Solve equation $L(t) = \int_0^t L(t)\, P\frac{(1+e^{-L(t)})^2}{4e^{-L(t)}}\, \mathrm{d}t$ I need help for solving the following equation:
$$L(t) = \int_0^t L(t) \, P\cdot\frac{(1+e^{-L(t)})^2}{4e^{-L(t)}} \, \mathrm{d}t, \quad    $L(0)=C $$
By splitting it up in the form 
$$\frac{dL(t)}{\frac{4e^{-L(t)}}{(1+e^{-L(t)})^2}} = P \, \mathrm{d}t$$
I obtained:
$$ P \, t=1/2 \left(L(t) + \sinh(L(t)) \,\cosh(L(t)\right)+ \operatorname{constant} $$
but I'm not sure if this is OK and I need it as a function of just $L(t)=\ldots$, is this possible at all?
 A: I think you have a wrong expression for $L'(t)$. Your ODE for $L$ should be 
$$ L'(t) = \frac{P}{4} \frac{\left(1+e^{-L(t)}\right)^2}{e^{-L(t)}}, \quad L(0) =  C$$
Mathematica gives the solution to this problem as 
$$ L(t) = \log \left(\frac{1}{\frac{1}{e^C+1}-\frac{P t}{4}}-1\right) $$
A: $$L(t) = \int_0^t L(t) \, P\cdot\frac{(1+e^{-L(t)})^2}{4e^{-L(t)}} \, \mathrm{d}t, \qquad    L(0)=C \tag 1$$
$$\frac{\mathrm{d}L}{\mathrm{d}t}=\frac{P}{4}\cdot L(t)(1+e^{-L(t)})^2e^{L(t)} \quad\to\quad dt=\frac{4}{P}\frac{\mathrm{d}L}{L(1+e^{-L})^2e^{L} }$$
$$t=\frac{4}{P}\int \frac{\mathrm{d}L}{L(1+e^{-L})^2e^{L} }+\text{constant}$$
$$ L(t=0)=C \quad\to\quad t(L=C)=0 \quad\to\quad t(L)=\frac{4}{P}\int_C^L \frac{\mathrm{d}x}{x(1+e^{-x})^2e^{x} }$$
$$L(t)\text{ is the inverse function.}$$
There is no closed form for the integral and even more for the inverse function.
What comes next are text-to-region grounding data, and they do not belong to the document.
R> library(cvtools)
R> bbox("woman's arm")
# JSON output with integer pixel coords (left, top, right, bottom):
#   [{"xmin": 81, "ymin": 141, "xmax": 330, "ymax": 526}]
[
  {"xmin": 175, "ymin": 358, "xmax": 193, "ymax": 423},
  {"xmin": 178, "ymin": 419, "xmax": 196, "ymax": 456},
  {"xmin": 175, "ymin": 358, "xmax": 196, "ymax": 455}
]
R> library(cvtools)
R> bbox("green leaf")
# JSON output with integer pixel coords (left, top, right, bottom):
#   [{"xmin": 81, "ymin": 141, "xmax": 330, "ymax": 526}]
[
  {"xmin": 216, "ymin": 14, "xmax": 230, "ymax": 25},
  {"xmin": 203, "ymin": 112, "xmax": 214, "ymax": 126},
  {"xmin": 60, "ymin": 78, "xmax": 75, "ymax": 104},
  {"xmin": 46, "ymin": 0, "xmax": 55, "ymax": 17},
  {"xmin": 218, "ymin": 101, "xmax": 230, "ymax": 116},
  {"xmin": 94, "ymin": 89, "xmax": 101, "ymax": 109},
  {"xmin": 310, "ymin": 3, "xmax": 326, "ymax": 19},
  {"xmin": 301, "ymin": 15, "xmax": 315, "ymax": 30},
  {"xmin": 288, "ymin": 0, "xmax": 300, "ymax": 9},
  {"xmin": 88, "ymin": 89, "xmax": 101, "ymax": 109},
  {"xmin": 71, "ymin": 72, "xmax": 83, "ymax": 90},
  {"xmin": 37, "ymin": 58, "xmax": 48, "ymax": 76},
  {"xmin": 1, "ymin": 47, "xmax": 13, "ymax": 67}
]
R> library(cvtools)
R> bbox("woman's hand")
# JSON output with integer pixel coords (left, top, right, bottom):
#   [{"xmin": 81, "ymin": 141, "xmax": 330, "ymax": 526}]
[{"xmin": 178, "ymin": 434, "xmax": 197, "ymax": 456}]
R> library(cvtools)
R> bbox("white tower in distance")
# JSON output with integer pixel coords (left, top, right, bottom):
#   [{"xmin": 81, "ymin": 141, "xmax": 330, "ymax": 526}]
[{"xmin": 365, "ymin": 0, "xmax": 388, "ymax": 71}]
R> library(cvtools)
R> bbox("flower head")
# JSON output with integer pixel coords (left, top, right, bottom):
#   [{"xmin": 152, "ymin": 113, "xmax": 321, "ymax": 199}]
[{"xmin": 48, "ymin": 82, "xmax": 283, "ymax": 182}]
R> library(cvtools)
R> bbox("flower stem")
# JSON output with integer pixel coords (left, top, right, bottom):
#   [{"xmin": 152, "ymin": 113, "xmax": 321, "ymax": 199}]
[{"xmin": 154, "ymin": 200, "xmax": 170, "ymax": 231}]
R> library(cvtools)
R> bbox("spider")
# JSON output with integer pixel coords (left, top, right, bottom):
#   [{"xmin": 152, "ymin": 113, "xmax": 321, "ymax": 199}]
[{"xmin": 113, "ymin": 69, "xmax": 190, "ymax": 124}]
So, you have to use numerical method of solving to go further.
Comment : If it is a textbook problem, a solution is expected with usual functions. So, equation $(1)$ is probably false. Since you didn't edit the original wording of the problem and the steps to go to eq.$(1)$, it is impossible to show you where you made the mistake.